J'acquiesce en étant d'accord, parce que même si je suis de mauvaise humeur – je tire un trait sur mon malheur, pour le Professeur Prewett. Godric, il est séduisant. Je me demande si ce serait terriblement mal de ma part d'essayer de lui mettre le grappin dessus – alors ce sera Sirius qui broiera du noir et qui fera la gueule, parce que tout ce qu'il aura sera Lizzy la Marmonneuse, et moi le Roi de la Défense – Gideon Prewett.
Le seul problème c'est que, Gideon Prewett a dû me regarder deux fois.
Pomona est dans la serre en train d'empoter des plantes vertes, épineuses, avec des dents, et elle fait un geste de sa baguette sur la racine sauvage. Oh bien. Juste ce dont j'avais besoin – des caresses d'une plante vivante avec des crocs. Au moins, la prédiction de Lily peut devenir vraie et Sirius a une chance de finir dévoré.
Nous prenons nos sièges à notre plan de travail habituel et jetons un œil aux plantes très effrayantes à Chourave. Ça va être un cours difficile, je peux déjà le dire. Nous avons déjà eu des plantes dangereuses, mais celles-ci semblent de loin, les pires.
« La Tentacula vénéneuse, » dit Dorcas dans un souffle, fixant les racines avec émerveillement.
Faite confiance à Dorcas pour tomber amoureuse d'énervantes plantes avec des gousses et des racines qui volent dans toutes les directions. Basiquement, elles sont l'équivalent Botanique de James Potter et ses cheveux.

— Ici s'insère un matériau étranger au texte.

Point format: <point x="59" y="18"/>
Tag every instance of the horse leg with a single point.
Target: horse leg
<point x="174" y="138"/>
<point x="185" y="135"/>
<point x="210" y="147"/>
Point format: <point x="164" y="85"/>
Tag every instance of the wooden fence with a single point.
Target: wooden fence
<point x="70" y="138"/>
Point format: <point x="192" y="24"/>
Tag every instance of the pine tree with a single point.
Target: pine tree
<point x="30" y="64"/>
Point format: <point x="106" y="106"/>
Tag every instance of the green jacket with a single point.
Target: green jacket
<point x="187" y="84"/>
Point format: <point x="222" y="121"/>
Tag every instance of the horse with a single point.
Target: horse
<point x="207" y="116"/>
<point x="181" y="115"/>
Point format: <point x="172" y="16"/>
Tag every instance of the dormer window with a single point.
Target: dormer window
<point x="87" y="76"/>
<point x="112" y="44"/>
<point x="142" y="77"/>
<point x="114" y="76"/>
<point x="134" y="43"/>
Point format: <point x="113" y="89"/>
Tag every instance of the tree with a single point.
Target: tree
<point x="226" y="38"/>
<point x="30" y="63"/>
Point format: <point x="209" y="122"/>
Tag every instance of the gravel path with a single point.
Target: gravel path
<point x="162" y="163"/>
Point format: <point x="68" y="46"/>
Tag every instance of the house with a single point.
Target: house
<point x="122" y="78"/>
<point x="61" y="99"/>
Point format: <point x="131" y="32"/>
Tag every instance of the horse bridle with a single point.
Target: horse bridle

« Argh, elles ont l'air terrifiante, » commente Lily et j'acquiesce. Pas étonnant que Lily ne soit pas convaincue.
Et pile quand Dorcas ouvre sa bouche, sans aucun doute pour sortir quelque chose du livre sur le moyen d'en finir avec elles, les Maraudeurs entrent dans la serre. James est à la tête, parlant à Peter, et Sirius suit mécaniquement derrière eux. Je dévie mes yeux mais pas assez rapidement pour ne pas remarquer qu'il n'a pas l'air aussi insouciant que d'habitude. En fait, il semble franchement maussade.
« Sirius regarde, » murmure Lily.
« Merlin, il a l'air horrible, » ajoute Dorcas.
Et parce que Dorcas sait juste comment me rendre furieuse, je lève les yeux pour lui glisser un rapide regard. Elle ne ment pas. Il ne s'est pas rasé et ses cheveux sont plus en désordre que d'habitude, mais tout est attirant comme toujours – c'est sa bouche renfrognée et maussade qui est totalement inconnue. Je sens un pic indésirable dans ma poitrine. Il est vraiment perturbé par ça ? Il n'a jamais été triste quand nous nous disputions. Je renifle, me sentant soudain de nouveau énervée et je me détourne. Je parie que Lizzy l'a rejeté ou un truc comme ça, et c'est pour ça qu'il est affecté.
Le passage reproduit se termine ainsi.